In the experimental optimizer [1] closure-inlining handles methods receiving any number of anonymous closures. There's room for improvement, but the following is already working:
(a) each closure may be applied multiple times yet its inlining won't result in code duplication, because closure application is translated as invocation of a final method. (A follow-up analysis could determine whether inlining pays off, but the VM is already quite good at this). Want to know more details? This optimizer is documented!
(b) Specialization results in closure bodies expecting unboxed arguments, while FunctionX.apply() methods don't have primitives in their method descriptors. Provided the invoker has primitives to start with, the intermediares in charge of unboxing/boxing are collapsed into oblivion by closure-inlining.
(c) The experimental optimizer also elides all private class members that see no use (unless -YkeepUnusedPrivateClassMembers is given). Combined with closure-inlining, that results in 1.5 MiB worth of closures disappearing from scala-compiler.jar
(d) Closure inlining is also possible for non-trivial closure bodies that declare local methods, local classes, etc. For example, the following results in just Test.class and Test$.class being emitted:
object Test {
def main(args: Array[String]) {
(1 to 10) foreach { a => def ma(x: Int) = { x }
(11 to 20) foreach { b => def mb(y: Int) = { y }
println(ma(a) + mb(b))
}
}
}
}To explore the resulting bytecode, javap -private is necessary. If using the -Ygen-javap option of scalac, the following change in JavapBytecodeWriter achieves the same:
javap(Seq("-c", "-private", classFile.name)) foreach (_.show())
Regarding "room for improvement", currently both method-inlining and closure-inlining focus on the targets of callsites that are statically known to be @inline, moreover without running a type-flow analysis (which is available, and quite fast too, but initially only the low-hanging cases are considered). The reasoning behind this is allowing "optimization levels", for example: (0) no optimization; (1) only intra-method; (2) inter-procedural without type-flow analysis; (3) the whole thing.
Comments and suggestions are welcome. The "prototype" bootstraps and thus should be able to cope with your benchmarks of choice. As to suggestions, one of the strengths of ASM is the ease of adding intra-method and intra-class optimizations , so please feel free to point out code snippets that could be improved.

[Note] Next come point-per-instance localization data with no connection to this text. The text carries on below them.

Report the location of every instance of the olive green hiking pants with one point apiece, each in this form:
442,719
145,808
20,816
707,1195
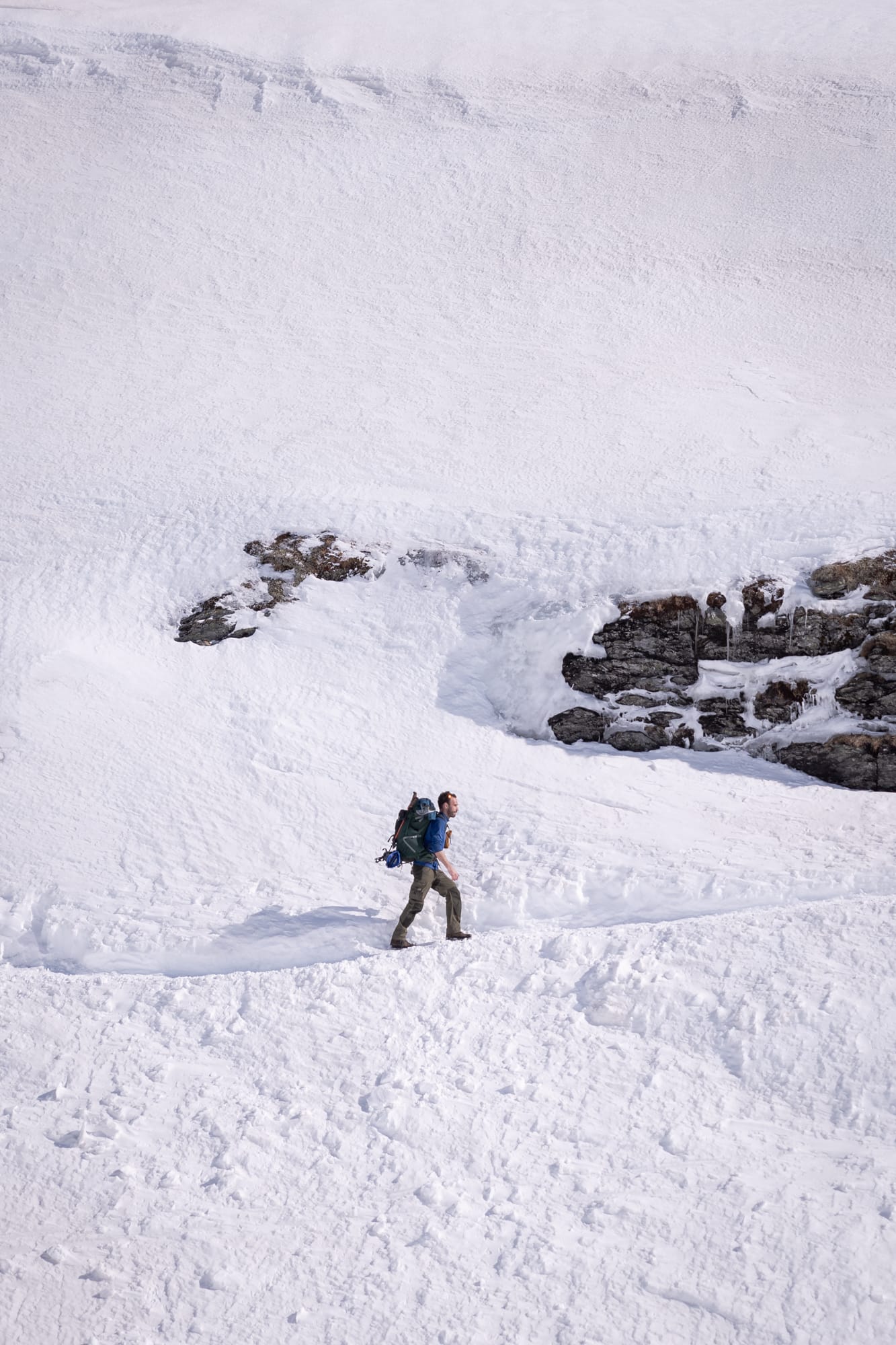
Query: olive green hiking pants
440,883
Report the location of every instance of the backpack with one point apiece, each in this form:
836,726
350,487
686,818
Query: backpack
408,843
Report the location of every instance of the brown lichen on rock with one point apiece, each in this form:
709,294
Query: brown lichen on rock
845,576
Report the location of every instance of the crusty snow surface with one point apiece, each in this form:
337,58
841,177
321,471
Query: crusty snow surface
604,305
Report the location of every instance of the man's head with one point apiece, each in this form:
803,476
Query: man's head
448,805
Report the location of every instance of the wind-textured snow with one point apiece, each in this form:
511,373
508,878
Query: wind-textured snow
603,301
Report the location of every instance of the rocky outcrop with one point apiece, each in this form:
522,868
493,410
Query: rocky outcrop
780,703
872,693
650,648
290,553
877,572
213,622
435,559
721,718
645,672
805,631
658,645
292,559
579,726
854,761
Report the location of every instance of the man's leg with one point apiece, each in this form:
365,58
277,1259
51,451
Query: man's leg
419,890
451,892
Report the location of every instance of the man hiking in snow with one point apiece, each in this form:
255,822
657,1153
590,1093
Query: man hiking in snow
425,876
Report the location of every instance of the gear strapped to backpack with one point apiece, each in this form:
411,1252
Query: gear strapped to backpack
408,841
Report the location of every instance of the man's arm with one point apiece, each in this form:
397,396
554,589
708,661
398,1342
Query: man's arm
436,837
447,866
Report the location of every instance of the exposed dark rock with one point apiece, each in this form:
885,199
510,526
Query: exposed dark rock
436,559
658,700
844,576
294,559
762,598
872,693
723,719
649,648
806,631
779,703
212,622
304,556
642,739
854,761
715,636
579,726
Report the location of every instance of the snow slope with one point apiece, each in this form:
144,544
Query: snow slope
611,326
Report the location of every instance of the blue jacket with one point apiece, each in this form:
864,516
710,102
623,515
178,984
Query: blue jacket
435,839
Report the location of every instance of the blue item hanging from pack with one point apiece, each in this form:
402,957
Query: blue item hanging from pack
408,841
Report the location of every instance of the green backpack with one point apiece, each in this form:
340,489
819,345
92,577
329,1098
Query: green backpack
408,839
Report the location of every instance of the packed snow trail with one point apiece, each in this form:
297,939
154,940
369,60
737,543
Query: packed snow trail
649,1135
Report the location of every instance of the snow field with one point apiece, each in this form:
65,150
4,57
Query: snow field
612,328
606,1136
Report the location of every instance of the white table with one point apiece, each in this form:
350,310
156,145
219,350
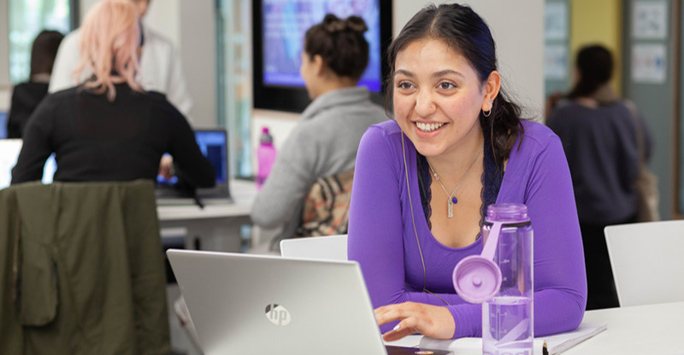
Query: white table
216,225
638,330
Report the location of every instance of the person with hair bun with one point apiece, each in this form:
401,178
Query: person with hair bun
423,182
108,128
325,141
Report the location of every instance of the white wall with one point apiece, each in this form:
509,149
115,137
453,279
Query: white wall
198,43
4,57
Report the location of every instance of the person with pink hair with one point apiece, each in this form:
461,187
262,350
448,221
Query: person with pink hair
109,128
160,64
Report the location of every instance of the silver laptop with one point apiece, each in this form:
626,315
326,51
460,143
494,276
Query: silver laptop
254,304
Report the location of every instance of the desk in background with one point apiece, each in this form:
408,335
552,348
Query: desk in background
218,226
636,330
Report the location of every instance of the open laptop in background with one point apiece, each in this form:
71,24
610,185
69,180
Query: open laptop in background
214,146
9,152
256,304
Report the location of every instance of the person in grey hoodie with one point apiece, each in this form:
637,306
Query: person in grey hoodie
325,141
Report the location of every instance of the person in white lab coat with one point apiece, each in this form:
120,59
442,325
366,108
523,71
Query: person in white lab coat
160,64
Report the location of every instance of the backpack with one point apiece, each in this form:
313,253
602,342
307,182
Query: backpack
326,208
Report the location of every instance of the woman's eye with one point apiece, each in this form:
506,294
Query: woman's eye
446,85
404,85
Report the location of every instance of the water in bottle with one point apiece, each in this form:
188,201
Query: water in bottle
507,318
501,278
266,155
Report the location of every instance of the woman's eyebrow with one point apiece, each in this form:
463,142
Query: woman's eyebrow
403,72
447,72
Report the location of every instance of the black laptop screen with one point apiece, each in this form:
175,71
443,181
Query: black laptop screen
212,144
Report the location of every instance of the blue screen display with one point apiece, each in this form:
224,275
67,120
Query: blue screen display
286,22
212,144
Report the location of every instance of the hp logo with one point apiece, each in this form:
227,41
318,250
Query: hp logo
277,315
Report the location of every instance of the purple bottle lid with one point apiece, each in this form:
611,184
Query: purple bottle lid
508,213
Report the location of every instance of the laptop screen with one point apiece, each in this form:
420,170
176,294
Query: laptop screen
213,144
9,152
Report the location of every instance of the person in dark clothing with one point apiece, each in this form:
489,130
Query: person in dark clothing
108,128
28,95
599,134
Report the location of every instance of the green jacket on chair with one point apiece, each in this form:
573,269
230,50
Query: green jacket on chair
82,270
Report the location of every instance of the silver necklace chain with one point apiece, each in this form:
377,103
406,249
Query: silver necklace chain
450,197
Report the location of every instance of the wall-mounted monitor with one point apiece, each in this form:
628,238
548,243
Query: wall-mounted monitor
278,34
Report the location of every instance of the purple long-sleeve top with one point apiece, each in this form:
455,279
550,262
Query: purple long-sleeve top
382,238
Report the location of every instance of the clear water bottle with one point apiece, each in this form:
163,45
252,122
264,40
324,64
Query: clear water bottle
501,278
266,156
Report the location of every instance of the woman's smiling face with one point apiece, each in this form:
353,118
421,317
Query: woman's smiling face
438,97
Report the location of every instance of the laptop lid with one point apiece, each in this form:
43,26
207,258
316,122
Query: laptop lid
9,153
254,304
213,144
333,247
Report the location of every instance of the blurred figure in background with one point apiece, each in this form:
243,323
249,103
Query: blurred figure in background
325,141
108,128
599,131
160,65
28,95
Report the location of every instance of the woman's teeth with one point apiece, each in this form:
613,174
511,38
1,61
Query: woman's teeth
428,127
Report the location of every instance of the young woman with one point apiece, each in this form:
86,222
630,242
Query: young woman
325,141
599,133
108,128
28,95
423,181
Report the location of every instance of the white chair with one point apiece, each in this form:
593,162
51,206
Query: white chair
647,261
332,247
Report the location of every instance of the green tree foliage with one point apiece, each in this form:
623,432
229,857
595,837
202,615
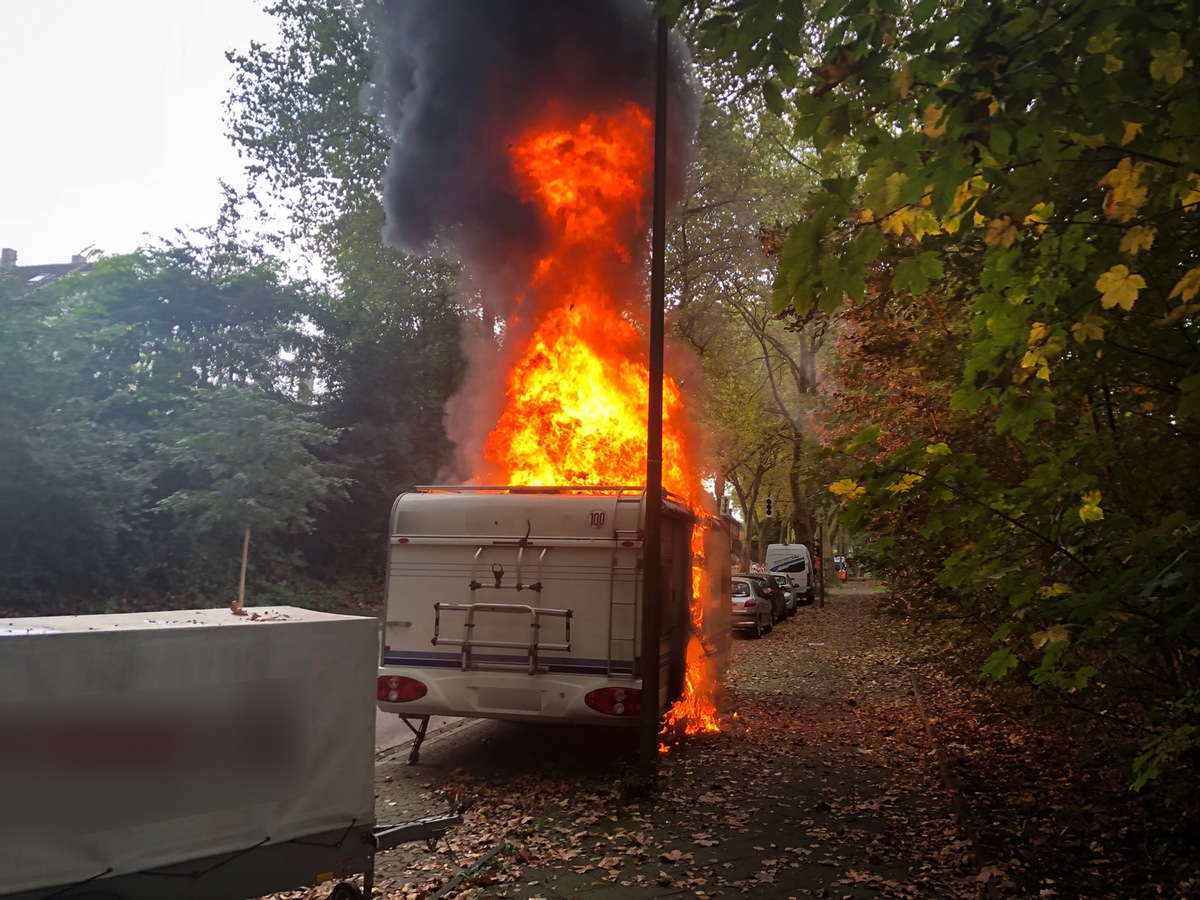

A comment about Range.foreach. A previous design got the job done invoking the closure twice (once in a loop and one more time outside it). That design would have worked wonderfully with the experimental optimizer. Currently, the Range.foreach() hands over the closure to Range.validateRangeBoundaries(). The experimental optimizer still stack-allocates the closure, at the cost of inlining both of those methods. Just an example where code hand-tuned for some optimizer quirks might benefit from a more natural formulation.
BTW, the "closureConversionMethodHandle()" utility in UnCurry is used by the experimental optimizer for closure-inlining, but it could also serve as basis for MethodHandle experiments.
Miguel
http://lampwww.epfl.ch/~magarcia/ScalaCompilerCornerReloaded/References
----------
[1] branch GenBCodeOpt at
https://github.com/magarciaEPFL/scala.git